4.3. Interpreting the Result

From the output, we get four different sections of results. Each section shows the details of the different tests we’ve run. The first two sections are showing the sequential write and rewrite speed. That’s because we’ve passed the -i0 option flag to first generate a test file for our random read-write experiment.

Then, we can see the random read speed section with the line “random readers”. From the throughput reading, we see that the speed of random reading on the disk is roughly 639 megabytes per second. That’s very close to the sequential read performance, as we’ve measured using the dd command. The reason for this observation is the fact that the SSD doesn’t suffer the same issue as a spinning HDD when it comes to random reading.

The fourth section with the line “random writers” shows the random write speed on the disk.
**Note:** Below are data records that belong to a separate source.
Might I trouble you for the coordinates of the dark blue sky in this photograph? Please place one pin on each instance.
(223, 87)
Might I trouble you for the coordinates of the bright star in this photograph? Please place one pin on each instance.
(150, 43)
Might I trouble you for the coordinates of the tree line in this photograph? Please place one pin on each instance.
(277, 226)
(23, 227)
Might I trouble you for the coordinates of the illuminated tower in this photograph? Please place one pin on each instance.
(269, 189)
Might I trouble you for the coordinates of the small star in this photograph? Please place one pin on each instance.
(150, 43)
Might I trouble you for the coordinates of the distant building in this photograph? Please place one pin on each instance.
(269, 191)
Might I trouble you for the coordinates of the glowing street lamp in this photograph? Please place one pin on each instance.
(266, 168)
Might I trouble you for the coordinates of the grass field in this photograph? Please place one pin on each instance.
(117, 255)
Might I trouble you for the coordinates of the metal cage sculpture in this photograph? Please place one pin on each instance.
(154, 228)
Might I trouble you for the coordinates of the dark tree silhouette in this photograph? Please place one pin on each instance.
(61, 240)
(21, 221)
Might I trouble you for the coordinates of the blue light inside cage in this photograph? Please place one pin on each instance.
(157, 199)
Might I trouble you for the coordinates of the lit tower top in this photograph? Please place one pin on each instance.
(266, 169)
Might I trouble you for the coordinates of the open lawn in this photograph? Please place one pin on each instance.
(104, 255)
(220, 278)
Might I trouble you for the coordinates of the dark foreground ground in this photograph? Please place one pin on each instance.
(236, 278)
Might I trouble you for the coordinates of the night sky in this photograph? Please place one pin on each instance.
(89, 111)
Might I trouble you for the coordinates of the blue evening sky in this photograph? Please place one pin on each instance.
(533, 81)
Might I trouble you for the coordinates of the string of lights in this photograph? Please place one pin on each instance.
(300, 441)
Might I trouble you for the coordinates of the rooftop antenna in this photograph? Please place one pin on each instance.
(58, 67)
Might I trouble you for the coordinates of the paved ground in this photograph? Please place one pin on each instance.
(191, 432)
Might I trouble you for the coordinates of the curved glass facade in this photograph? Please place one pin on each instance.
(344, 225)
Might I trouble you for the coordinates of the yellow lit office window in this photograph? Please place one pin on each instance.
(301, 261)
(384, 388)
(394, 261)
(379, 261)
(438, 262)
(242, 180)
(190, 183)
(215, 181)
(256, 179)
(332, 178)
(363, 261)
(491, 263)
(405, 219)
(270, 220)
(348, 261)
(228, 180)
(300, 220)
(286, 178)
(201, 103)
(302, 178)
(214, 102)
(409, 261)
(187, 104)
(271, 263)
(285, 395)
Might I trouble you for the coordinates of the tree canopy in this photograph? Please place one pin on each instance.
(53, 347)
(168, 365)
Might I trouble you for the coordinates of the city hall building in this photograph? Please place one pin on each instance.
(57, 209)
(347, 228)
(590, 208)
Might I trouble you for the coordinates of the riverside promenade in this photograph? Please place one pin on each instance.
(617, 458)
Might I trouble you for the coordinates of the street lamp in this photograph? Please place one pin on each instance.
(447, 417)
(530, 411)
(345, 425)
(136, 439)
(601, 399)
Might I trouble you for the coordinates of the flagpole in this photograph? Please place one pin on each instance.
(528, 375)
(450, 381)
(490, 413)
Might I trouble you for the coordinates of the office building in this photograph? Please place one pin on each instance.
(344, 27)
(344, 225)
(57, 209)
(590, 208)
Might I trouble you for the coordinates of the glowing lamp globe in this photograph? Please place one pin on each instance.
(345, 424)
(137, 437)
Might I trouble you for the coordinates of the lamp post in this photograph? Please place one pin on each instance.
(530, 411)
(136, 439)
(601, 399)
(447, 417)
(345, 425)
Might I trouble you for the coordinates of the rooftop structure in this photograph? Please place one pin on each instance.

We can see that for random write, it fares worse than sequential write on the same drive. Because, on an SSD, a write always cost the entire page update, regardless of how little bytes we’re writing per request. Therefore, a random write will have lesser throughput than a sequential write, even on an SSD.

Furthermore, in each of the results, we can also see that there’s a min, max, and average throughput for the measurements. These statistics are only relevant when we run the test with multiple threads. Since we only use a single thread, the statistics show the same reading as there’s only a single data point.

5. Conclusion

In this tutorial, we’ve looked at learned about some key metrics of disk performance and how to measure them. Firstly, we learned that the dd command-line tool provides both sequential read-write speed measurements in the form of copying files. Then, we’ve looked at the more sophisticated disk benchmarking command-line tool, the iozone command. We learned that the iozone can test the performance of a disk with a variety of different file operations, such as random read-write.